Some of the most important Physics Topics include energy, motion, and force.

## Why The Density of Solid is Greater than Density of Liquid and Gas?

Sound propagates through solids and liquids as longitudinal elastic wave like in gaseous media. But the velocities of sound in solid and liquid are different. If E is the modulus of elasticity of the medium and ρ is its density, Newton’s formula for the velocity of sound is given by [see section 3.7],

c = \(\sqrt{\frac{\underline{E}}{\rho}}\) ……. (1)

The density of any solid or liquid is greater than that of a gas. But the modulus of elasticity of a solid or a liquid is much greater than that of a gas. So, the velocity of sound in a solid or a liquid is greater than that in a gas. For example the velocities of sound in iron and in water are about 15 times and 4.5 times that in air, respectively.

The velocity of sound in iron is greater than that in air – it can be easily understood from a simple experiment. If one end of a long iron pipe is struck heavily the sound of striking is heard twice at the other end of the pipe. Sound is heard for the first time due to its propagation through the iron and for the second time due to its propagation through the air in the pipe. An iron pipe nearly 100 m in length should be taken to hear the two sounds distinctly.

There is one important difference between solids and liquids as media of propagation of sound. The modulus of elasticity for the solid is its, Young’s modulus (Y) while ills the bulk modulus (k) in case of the liquid. So the equation (1)

for solid, c = \(\sqrt{\frac{Y}{\rho}}\) …… (2)

and for liquid, c = \(\sqrt{\frac{k}{\rho}}\) …… (3)

In case of steel, Y = 2 × 10^{11} N ᐧ m^{-2} ; ρ = 7850 kg ᐧ m^{-3};

From equation (2) we get,

c = \(\sqrt{\frac{2 \times 10^{11}}{7850}}\) ≈ 5048 m ᐧ s^{-1}

In case of water, k = 2.1 × 10^{9} N ᐧ m^{-2} ; ρ = 1000 kg ᐧ m^{-3}

From equation (3) we get,

c = \(\sqrt{\frac{2.1 \times 10^9}{1000}}\) = 1449 m ᐧ s^{-1}

### Numerical Examples

**Example 1.**

Two explosions are made simultaneously from ship, one above the surface of water and another just below it. Sound is heard in a hydrophone placed below water from another ship 5 km apart 11 s earlier than the sound reaching the deck of the ship. What is the velocity of sound ¡n water? Given that velocity of sound in air = 348 m ᐧ s^{-1}.

**Solution:**

Distance between the two ships = 5 km = 5000 m

So time taken by the sound to come through air = \(\frac{5000}{348}\)s

According to the question, time taken by the sound to come through work = \(\frac{5000}{348}\) – 11 = \(\frac{5000-3828}{348}\) = \(\frac{1172}{348}\)s

Therefore, velocity of sound in water

= \(\frac{5000}{\frac{1172}{348}}\) = 1485 ᐧ s^{-1} (approx.).

**Example 2.**

If one end of a long steel pipe is struck, sound is heard twice at an interval of 3 s at the other end.
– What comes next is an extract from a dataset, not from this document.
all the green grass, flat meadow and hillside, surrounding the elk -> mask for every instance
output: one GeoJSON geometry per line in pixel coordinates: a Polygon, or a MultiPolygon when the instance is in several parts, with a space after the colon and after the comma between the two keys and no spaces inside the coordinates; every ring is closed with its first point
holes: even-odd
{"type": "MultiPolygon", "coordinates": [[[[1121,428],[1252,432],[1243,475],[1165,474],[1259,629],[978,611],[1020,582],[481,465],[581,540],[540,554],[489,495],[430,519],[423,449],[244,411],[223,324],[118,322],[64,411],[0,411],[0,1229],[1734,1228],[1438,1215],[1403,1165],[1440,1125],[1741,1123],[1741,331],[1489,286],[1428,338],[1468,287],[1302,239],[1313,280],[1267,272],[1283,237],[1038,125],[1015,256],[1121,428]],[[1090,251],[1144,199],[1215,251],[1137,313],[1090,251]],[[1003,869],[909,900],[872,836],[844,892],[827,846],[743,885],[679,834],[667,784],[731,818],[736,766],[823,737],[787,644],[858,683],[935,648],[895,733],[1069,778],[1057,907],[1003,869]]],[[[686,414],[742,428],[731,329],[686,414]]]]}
What is the length of the pipe? (The velocities of sound in air = 350 m ᐧ s^{-1}, in steel = 5000 m ᐧ s^{-1})

**Solution:**

Let the length of the pipe be l m.

So, time taken by the sound to come through the air in the pipe = \(\frac{l}{350}\)s

Again, time taken by the sound to come through steel = \(\frac{l}{5000}\)s

According to the question,

\(\frac{l}{350}\) – \(\frac{l}{5000}\) = 3 or, l(\(\frac{1}{350}\) – \(\frac{1}{5000}\)) = 3

or, l\(\left(\frac{100-7}{35000}\right)\) = 3

or, l = \(\frac{35000 \times 3}{93}\) = 1129 m = 1.129 km.

**Example 3.**

Sound moves through a liquid with velocity 1340 m ᐧ s^{-1}. If the density of the liquid is 0.8 g ᐧ cm^{-3}, determine the compressibility of the liquid.

**Solution:**

We know c = \(\sqrt{\frac{k}{\rho}}\); k = bulk modulus of the liquid

∴ k = c^{2}ρ [c = 1340 m ᐧ s^{-1} = 134 × 10^{3}cm ᐧ s^{-1}]

Again, compressibility = \(\frac{1}{\left(134 \times 10^3\right)^2 \times 0.8}\) = \(\frac{1}{143648}\) × 10^{-5}

= 6.96 × 10^{-11} cm^{2} ᐧ dyn^{-1}.